周波数解析部217は、ステップS203を実行した後、窓関数により、溶接電流Isの波形を整形する(ステップS404)。窓関数には、例えば、ハミング窓などの公知のアルゴリズムが用いられる。周波数解析部217は、波形整形がなされた溶接電流Isに対して高速フーリエ変換FFTを行い、溶接電流Isの振幅スペクトルXaを導出し(ステップS405)、さらに2乗して、溶接電流IsのパワースペクトルXa2を導出する(ステップS406)。このとき、周波数解析部217は、溶接電流IsのパワースペクトルXa2を、軌道番号Mnumと関連づける(ステップS407)。

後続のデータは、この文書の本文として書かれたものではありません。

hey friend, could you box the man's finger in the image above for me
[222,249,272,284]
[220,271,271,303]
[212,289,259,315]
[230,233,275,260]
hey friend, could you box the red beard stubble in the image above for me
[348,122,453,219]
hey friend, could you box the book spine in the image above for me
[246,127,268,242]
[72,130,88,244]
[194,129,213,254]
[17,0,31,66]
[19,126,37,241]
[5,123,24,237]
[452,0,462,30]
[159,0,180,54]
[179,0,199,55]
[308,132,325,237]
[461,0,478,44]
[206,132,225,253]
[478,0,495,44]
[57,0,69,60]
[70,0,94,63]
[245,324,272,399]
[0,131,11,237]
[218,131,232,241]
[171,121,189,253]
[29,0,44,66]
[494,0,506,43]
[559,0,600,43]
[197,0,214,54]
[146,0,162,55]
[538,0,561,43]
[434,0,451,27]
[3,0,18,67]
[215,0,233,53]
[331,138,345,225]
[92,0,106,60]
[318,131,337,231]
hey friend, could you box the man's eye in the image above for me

周波数解析部217は、周波数解析終了指令を検知した場合は、周波数特性ファイル22F(N+1)を開き(ステップS409)、軌道番号Mnumと関連づけた溶接電流IsのパワースペクトルXa2を周波数特性ファイル22F(N+1)に書き込む(ステップS410)。その後、周波数解析部217は、周波数特性ファイル22F(N+1)を閉じ(ステップS411)、クラスタ比較指令を出力する(ステップS412)。
(クラスタ比較部218の動作手順)
図18は、解析モードにおけるクラスタ比較部218の動作手順の一例を表したものである。まず、クラスタ比較部218は、ファイル番号FnumをN+1にするとともに、行番号Lineを1にする(ステップS501)。クラスタ比較部218は、クラスタ比較指令が生成されたか判定する(ステップS502)。クラスタ比較部218は、クラスタ比較指令を検知すると、行番号Lineが軌道番号Mを超えているか判定する(ステップS503)。クラスタ比較部218は、行番号LineがMを超えている場合には、クラスタ比較を終了する。クラスタ比較部218は、行番号Lineが軌道番号Mを超えていない場合には、周波数特性ファイル22F(N+1)から、軌道番号Mnumに対応させた電流値IsのパワースペクトルXa2を取得する(ステップS504)。クラスタ比較部218は、クラスタファイル22Gから、クラスタCk(Mnum)の中心値Fk(Mnum)と最大距離Tk(Mnum)を読み込む(ステップS505)。その後、クラスタ比較部218は、周波数iを1にすると共に、異常数Ecntを0にする(ステップS506)。
次に、クラスタ比較部218は、周波数iがΔf/2以下となっているか判定する(ステップS507)。クラスタ比較部218は、周波数iがΔf/2以下となっている場合には、中心値Fk(Mnum)の座標から、Line番目の行における周波数iの電流値IsのパワースペクトルXa2の座標までの距離Ta(Mnum)を導出する(ステップS509)。クラスタ比較部218は、距離Taが最大距離Tk(Mnum)よりも小さいか判定する(ステップS510)。クラスタ比較部218は、距離Taが最大距離Tk(Mnum)よりも小さい場合には、周波数iに1を加え(ステップS511)、ステップS507に戻る。クラスタ比較部218は、距離Taが最大距離Tk(Mnum)よりも小さくない場合には、異常数Ecntに1を加える(ステップS512)。クラスタ比較部218は、異常数Ecntがしきい値E以上となっているか判定する(ステップS513)。クラスタ比較部218は、異常数Ecntがしきい値E以上となっていない場合には、ステップS511に移行し、異常数Ecntがしきい値E以上となっている場合には、異常信号を出力し(ステップS514)、クラスタ比較を終了する。
[効果]
次に、溶接ロボットシステム1におけるアーク溶接監視システムの効果について説明する。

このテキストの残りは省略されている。